SilkAir, a wholly-owned subsidiary and regional carrier of Singapore Airlines, will start daily operations to Bangalore and Chennai in the next couple of months.

By  Traveltechie Bureau | Mumbai

SilkAir, a wholly-owned subsidiary and regional carrier of Singapore Airlines, will start daily operations to Bangalore and Chennai in the next couple of months.

While services to Bangalore will start on May 17, the Singapore-Chennai services will start in the first week of June. Mr Jooleng Teo, State Manager (Karnataka), Singapore Airlines, said that there was improvement in demand from Indian destinations, and the load factor was at healthy levels. According to him, the air fares for the to-be-introduced SilkAir operations were being finalised. SilkAir currently operates flights to Hyderabad, Kochi, Coimbatore and Thiruvananthapuram. The new SilkAir connectivity in the Bangalore-Singapore and Chennai-Singapore sectors would take the number of flights to these two Indian cities from the Singapore Airlines group to 14 a week each.

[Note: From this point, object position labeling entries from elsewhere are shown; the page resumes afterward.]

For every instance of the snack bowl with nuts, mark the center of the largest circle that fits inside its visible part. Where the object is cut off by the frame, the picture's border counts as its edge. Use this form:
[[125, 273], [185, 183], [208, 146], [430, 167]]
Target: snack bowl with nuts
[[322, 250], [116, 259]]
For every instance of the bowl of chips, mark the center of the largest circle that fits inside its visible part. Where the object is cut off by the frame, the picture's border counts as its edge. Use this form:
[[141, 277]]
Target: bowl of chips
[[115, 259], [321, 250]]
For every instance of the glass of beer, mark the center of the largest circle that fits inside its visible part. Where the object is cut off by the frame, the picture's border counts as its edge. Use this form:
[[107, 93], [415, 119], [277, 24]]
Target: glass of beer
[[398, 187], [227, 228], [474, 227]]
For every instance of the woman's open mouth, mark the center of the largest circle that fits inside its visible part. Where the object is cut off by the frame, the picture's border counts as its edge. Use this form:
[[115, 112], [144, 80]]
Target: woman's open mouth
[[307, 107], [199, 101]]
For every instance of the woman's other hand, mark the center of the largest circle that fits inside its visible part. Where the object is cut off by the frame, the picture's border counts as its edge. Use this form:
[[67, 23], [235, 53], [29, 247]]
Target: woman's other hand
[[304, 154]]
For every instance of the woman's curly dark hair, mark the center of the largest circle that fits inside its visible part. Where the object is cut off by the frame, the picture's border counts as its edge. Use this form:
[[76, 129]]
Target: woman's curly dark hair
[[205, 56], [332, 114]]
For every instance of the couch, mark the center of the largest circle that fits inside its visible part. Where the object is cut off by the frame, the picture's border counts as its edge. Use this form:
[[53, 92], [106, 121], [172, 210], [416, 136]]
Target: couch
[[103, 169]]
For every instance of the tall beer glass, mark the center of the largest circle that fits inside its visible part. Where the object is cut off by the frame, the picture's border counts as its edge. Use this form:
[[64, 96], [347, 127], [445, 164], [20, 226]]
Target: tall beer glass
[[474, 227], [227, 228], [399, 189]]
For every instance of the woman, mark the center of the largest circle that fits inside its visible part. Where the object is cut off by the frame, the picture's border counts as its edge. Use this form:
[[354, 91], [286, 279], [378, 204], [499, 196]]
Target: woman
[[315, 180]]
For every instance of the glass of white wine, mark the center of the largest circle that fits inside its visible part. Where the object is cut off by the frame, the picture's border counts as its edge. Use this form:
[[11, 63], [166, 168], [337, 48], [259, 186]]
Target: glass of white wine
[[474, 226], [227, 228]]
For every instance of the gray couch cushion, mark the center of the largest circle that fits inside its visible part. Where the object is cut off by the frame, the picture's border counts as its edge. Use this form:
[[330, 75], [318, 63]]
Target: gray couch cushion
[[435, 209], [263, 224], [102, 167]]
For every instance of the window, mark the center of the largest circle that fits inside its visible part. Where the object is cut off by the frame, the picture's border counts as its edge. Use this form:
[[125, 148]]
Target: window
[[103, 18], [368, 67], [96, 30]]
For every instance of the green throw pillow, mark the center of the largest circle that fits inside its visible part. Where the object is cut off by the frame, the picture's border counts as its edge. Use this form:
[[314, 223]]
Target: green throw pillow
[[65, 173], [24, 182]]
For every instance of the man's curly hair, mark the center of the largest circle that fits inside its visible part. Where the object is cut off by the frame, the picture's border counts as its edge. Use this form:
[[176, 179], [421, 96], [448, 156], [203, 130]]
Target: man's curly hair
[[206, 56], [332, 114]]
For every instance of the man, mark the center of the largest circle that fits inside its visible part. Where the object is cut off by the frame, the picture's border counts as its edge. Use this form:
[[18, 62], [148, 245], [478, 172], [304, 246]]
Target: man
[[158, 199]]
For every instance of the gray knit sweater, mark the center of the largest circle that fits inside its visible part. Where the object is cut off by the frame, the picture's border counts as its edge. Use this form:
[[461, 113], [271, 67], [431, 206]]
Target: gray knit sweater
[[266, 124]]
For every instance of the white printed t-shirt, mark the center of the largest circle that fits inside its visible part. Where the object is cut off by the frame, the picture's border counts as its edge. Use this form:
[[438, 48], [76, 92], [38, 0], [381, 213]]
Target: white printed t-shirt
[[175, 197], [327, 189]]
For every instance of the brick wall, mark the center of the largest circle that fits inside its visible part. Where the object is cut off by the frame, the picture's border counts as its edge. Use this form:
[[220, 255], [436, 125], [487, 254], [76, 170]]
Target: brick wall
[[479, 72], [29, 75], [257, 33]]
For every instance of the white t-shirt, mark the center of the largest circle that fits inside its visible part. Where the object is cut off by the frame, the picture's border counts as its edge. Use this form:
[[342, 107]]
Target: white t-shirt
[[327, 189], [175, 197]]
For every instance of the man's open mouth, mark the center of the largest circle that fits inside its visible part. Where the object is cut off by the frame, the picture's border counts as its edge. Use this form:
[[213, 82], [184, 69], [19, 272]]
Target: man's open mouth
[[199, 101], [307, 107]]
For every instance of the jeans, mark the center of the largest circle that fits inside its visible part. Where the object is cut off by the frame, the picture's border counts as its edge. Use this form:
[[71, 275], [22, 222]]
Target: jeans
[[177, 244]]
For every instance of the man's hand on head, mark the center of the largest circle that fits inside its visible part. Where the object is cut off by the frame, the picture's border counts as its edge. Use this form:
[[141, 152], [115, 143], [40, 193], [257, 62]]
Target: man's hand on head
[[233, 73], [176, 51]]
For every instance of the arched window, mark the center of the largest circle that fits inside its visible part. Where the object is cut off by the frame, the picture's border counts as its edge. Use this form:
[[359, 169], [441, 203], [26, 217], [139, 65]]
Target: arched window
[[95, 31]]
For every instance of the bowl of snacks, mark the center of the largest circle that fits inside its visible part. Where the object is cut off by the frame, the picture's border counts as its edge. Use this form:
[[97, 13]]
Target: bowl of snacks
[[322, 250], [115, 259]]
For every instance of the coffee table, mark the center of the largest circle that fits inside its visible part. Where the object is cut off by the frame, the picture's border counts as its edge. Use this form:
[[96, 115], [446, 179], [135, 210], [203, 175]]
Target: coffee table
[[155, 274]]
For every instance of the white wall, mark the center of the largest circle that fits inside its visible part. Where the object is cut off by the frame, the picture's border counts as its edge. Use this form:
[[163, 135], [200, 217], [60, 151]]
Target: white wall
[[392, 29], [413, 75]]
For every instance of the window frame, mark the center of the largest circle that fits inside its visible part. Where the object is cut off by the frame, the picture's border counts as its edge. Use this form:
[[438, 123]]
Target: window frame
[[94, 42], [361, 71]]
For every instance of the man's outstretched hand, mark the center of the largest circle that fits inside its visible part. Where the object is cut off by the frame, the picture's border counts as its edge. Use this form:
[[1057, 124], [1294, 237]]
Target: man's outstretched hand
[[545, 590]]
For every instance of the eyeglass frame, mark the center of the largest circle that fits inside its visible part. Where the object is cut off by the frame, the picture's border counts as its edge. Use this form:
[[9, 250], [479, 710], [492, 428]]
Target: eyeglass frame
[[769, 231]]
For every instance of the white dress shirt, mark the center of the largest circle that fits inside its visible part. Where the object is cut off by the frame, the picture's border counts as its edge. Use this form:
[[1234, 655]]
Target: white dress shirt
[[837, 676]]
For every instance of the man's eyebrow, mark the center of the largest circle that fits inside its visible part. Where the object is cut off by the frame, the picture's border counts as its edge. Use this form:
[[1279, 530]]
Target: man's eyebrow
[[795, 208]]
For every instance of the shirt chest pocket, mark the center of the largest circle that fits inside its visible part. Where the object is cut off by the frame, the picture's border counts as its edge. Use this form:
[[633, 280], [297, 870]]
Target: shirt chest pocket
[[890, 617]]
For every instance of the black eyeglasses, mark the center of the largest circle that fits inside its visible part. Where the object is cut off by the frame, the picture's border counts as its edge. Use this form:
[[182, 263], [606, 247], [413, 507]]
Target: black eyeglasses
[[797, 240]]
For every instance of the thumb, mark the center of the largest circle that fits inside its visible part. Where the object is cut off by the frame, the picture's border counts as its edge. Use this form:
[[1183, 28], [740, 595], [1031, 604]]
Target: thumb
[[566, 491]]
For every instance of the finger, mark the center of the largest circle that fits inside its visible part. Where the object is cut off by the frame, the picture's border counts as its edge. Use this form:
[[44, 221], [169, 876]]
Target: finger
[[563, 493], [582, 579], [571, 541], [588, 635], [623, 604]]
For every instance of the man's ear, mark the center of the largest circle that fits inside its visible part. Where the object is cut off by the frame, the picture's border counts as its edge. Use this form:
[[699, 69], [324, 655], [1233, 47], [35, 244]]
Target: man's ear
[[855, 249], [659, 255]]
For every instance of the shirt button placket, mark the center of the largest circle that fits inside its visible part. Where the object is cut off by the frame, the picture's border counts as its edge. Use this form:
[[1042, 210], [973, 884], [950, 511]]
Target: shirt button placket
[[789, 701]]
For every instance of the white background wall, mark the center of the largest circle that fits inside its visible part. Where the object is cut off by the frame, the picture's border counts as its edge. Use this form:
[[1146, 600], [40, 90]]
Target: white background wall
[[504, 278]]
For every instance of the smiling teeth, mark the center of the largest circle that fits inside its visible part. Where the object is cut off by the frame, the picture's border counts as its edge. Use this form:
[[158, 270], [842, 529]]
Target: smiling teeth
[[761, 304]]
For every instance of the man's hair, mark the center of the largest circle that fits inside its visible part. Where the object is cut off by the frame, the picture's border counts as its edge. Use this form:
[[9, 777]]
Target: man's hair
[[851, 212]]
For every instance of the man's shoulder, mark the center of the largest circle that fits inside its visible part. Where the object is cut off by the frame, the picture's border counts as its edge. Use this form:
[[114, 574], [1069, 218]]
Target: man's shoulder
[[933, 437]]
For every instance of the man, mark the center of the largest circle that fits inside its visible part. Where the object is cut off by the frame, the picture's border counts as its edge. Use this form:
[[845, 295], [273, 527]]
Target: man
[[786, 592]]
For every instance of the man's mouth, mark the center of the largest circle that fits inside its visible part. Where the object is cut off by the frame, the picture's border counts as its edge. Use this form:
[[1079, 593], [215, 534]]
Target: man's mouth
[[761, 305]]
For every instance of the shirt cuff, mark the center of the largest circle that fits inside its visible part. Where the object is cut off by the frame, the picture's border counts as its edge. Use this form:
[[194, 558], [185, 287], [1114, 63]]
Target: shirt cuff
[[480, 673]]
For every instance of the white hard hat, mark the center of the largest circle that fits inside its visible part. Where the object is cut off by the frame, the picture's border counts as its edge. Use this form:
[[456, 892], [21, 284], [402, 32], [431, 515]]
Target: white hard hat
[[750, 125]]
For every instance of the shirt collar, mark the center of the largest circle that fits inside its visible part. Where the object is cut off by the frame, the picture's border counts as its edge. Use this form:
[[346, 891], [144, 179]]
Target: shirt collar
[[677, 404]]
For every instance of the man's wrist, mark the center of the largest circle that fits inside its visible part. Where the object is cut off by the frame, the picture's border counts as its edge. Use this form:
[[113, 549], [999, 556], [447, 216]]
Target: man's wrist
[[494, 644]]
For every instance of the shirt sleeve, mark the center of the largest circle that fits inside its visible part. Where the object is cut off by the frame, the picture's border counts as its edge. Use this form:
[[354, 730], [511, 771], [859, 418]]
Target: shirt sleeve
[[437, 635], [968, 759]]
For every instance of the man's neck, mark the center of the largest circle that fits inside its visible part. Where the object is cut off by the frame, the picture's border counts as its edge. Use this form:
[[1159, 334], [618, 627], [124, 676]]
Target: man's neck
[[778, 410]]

Mr Teo said that the airline was “retro-fitting Singapore Airlines flights to Bangalore and Chennai.” As part of the airline's cabin enhancement programme, flights to these cities would have a “more luxurious, comfortable and new-look business class” from May 28. However, “because of the improved business-class seats, the per-flight capacity of these services would be reduced,” he added. Thus, the flights, which had 288-seat capacity (12 first-class seats, 42 business-class and 234 economy seats), would now have 266 seats – 38 business-class seats and 228 economy seats. “We are dropping first-class seats completely. We are quite confident that the new business-class seats would meet the demands of the premium class,” said Mr Teo.

Singapore Airlines would also be reinstating capacity on its Mumbai and Delhi routes from March 30 and June 2 respectively and thus would have 14 flights a week from each city instead of the reduced capacity of 11 flights a week.